Start with the highest quality water available, one with low alkalinity and a lower pH. The alkalinity in water can reduce the effectiveness of PGRs, as can a high pH for some. Starting out with high-quality water is the first step in maximizing effectiveness. Beyond mixing the right amount of active ingredient at the right time, consider enhancing your formulation. If permissible, as indicated on the PGR label, add a non-ionic surfactant or “spreader-sticker” to improve the efficacy of your foliar sprays. The strong surface tension of water causes drops or beads to form on foliage. By adding a surfactant, the surface tension of the water is broken and instead of drops, a more even film will form on the leaf, increasing contact between the leaf and the PGR solution, thus promoting increased uptake.
Also, be mindful of the time that will lapse between mixing PGRs and applying them. Some PGRs (such as ethephon) can lose activity if they sit in a tank too long,
One of the most important aspects of foliar spray applications is the volume of solution applied to plants. A common recommendation for PGRs has been to “spray to runoff", where solution is sprayed until it is running off leaves. The main problem with this approach is that it is very subjective. “Runoff” will look different to different people. A great illustration of this is an activity I have done before with people. I ask a group of different people to go apply foliar sprays to the point of runoff on crops. The amount of water or “solution” that is sprayed is calculated afterwards and, along with square footage of the area sprayed, we have calculated the volume of solution applied by each individual on a square foot basis. Results have ranged widely, from less than 1 quart per 100 ft2 to over 4 quarts per 100 ft2.
Compared to the recommended application volume of 2 quarts per 100 ft2, it is easy to see how using a subjective indicator such as “runoff” can result in applying less than half to over twice the recommended volume of PGR solution.
Keeping it even
One of the biggest challenges when using foliar sprays is to keep the coverage uniform within crops. While we would all hope the proper volume of PGR solution (i.e. 2 quarts per 100 ft2) is being distributed across all plants evenly by the applicator, the uniformity of spray applications can’t be ignored.
Applicators should practice spraying with water prior to applying PGR sprays. This will allow applicators to “calibrate” the speed or cadence of their steps with their arm movement and volume of spray to achieve uniform coverage of their crops.
Yet, it is not just people who miss plants — equipment used to apply PGR sprays can miss, too (Fig. 1). Same as with human applicators, check the coverage with equipment like booms before and after spraying, being sure to follow-up and spot treat if needed.

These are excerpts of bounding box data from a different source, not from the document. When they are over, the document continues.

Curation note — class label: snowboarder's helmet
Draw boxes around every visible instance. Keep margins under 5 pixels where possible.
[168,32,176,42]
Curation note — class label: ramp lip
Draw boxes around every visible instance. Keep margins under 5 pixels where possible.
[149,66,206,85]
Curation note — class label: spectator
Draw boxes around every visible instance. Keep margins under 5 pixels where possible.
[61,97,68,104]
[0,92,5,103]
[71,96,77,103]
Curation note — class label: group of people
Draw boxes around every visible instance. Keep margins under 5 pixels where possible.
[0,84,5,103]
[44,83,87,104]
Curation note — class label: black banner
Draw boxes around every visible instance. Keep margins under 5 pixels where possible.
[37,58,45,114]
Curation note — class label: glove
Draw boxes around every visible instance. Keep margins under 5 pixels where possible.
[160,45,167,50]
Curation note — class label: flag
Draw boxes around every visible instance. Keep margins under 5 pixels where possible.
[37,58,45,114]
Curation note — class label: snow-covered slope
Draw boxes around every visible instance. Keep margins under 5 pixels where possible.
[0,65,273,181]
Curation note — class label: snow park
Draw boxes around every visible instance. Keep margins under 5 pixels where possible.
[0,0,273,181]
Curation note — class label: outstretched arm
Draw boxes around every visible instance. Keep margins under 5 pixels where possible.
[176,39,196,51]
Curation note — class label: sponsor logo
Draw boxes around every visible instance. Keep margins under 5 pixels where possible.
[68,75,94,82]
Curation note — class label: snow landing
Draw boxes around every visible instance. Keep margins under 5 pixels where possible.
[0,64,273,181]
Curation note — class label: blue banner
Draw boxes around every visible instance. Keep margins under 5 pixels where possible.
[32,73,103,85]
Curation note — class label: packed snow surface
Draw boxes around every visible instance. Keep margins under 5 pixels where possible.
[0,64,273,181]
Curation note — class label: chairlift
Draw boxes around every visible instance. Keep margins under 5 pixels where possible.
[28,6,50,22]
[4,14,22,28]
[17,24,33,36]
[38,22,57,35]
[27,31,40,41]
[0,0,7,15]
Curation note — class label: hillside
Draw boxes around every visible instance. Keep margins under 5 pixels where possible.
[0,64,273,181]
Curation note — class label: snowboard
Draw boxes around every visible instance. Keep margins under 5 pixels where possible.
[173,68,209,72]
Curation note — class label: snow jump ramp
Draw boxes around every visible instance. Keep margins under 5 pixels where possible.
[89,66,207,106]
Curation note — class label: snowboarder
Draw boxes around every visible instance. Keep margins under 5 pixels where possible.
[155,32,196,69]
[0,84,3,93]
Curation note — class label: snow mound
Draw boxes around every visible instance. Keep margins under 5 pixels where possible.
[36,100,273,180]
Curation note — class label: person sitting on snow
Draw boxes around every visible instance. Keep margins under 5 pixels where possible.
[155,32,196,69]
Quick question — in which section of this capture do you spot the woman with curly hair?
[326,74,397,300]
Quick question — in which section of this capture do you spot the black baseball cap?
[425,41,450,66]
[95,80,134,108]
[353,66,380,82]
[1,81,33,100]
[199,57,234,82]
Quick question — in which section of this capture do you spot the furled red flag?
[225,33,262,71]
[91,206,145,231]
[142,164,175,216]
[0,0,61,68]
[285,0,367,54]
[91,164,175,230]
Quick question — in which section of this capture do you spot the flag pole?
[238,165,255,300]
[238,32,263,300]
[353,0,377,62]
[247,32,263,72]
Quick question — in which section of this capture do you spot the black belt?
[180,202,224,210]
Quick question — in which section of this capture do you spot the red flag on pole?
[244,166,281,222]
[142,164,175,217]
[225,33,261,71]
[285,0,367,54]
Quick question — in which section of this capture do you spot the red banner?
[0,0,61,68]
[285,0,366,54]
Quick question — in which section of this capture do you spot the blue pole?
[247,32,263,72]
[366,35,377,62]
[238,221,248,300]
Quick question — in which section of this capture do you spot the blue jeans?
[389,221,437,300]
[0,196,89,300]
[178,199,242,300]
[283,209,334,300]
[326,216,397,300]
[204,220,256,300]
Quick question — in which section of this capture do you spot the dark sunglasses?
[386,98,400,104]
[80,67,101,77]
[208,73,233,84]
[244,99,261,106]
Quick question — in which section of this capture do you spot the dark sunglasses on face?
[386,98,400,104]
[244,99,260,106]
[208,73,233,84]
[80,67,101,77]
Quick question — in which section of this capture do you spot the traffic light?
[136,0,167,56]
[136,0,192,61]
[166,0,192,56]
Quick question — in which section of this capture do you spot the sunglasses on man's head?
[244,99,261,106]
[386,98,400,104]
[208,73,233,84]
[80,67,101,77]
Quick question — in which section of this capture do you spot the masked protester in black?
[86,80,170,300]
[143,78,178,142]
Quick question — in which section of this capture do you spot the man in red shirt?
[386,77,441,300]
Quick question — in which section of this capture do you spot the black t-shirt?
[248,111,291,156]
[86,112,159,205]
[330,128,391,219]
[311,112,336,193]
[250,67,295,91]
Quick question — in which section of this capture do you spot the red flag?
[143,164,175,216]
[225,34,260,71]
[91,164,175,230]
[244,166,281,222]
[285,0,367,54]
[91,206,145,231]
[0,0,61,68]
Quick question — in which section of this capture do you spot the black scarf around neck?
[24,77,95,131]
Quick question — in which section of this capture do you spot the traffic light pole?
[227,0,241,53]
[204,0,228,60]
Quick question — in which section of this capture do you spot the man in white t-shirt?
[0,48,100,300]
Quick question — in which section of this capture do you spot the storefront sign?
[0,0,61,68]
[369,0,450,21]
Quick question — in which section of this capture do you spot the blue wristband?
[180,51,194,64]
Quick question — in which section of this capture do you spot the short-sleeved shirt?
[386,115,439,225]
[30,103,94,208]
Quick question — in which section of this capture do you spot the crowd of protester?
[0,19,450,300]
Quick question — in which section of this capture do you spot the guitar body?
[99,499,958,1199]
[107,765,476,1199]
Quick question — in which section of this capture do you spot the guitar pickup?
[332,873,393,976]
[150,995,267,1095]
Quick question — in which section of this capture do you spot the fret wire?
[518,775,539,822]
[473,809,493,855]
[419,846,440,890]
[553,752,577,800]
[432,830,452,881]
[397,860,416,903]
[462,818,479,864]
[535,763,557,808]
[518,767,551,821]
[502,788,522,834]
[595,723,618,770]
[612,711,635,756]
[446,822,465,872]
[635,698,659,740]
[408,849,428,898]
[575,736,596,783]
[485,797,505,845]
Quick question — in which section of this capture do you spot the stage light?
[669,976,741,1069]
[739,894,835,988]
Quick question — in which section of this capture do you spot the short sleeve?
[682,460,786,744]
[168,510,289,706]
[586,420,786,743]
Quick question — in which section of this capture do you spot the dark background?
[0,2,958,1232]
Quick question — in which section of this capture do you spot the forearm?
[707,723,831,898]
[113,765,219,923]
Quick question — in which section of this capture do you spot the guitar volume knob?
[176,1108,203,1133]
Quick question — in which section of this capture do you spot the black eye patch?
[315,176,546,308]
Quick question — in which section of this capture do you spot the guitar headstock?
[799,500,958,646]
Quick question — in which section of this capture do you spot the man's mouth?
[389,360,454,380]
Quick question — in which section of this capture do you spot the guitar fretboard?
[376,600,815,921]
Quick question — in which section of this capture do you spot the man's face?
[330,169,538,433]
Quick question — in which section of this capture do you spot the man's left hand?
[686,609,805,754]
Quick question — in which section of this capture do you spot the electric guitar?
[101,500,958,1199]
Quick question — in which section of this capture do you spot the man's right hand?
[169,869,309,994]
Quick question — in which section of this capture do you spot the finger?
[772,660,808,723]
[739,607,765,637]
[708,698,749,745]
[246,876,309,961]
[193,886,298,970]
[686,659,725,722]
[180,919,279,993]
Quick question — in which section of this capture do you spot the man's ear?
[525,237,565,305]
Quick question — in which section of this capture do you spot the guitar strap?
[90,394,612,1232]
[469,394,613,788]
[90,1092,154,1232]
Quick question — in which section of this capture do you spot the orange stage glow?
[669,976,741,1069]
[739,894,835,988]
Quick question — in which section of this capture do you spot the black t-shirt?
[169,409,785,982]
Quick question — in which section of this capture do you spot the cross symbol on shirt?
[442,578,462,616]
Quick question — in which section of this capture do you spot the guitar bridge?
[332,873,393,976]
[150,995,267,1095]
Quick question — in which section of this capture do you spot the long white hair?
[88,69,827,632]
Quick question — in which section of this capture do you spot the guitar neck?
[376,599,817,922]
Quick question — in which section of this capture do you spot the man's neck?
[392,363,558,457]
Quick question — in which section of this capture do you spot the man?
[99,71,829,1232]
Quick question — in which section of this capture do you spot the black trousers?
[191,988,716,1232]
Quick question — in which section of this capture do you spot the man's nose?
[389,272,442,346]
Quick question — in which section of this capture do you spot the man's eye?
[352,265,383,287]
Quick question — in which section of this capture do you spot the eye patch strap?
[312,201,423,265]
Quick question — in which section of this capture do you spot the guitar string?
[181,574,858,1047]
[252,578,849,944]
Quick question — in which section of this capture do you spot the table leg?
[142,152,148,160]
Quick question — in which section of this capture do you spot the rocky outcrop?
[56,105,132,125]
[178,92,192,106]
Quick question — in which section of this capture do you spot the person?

Foliar sprays are an effective application method for every active ingredient found in PGR formulations. Take a few extra steps to ensure accurate application of PGRs in the greenhouse.
Another important factor in maximizing product effectiveness is the environment that the PGRs are applied in.
For other application methods such as substrate drenches or liner and bulb dips, the application method is generally not something you need to be concerned with. However, the application environment will affect the drying time of PGR solution on shoots. The longer the PGR is maintained in solution on the surface of leaves and stems, the longer plants have to absorb and uptake the active ingredient.
Maximizing the drying time is important for all PGRs applied as foliar sprays, but the time it takes to be taken up varies with the different active ingredients. While it is essential to maximize the drying time for PGRs which are absorbed slowly, it also benefits PGRs that are absorbed quickly. Some of the best ways to increase drying time are to minimize air movement and avoid warm or hot temperatures and low humidity.
One of the first steps in maximizing drying time if to try and time applications for early in the morning before the sun is too high and temps rise too much, or late in the day as the sun is going down and the afternoon heat has passed. The middle of the day should be avoided, unless it is a cloudy or rainy day.
Additionally, turn any horizontal air flow fans off to reduce air circulation during application and subsequent drying. However, once the foliage has had sufficient time to dry, do not forget to turn the fans back on to resume air circulation. And be sure to avoid irrigating plants after treating them - you do not want to rinse off any active ingredient.
Foliar sprays are an effective application method for every active ingredient found in PGR formulations. When making applications, keep in mind that taking a few extra steps to ensure foliar sprays are made with the best solutions, applied at the correct volume, and allowed ample time for absorption and uptake will ensure your PGR sprays are successful each and every time.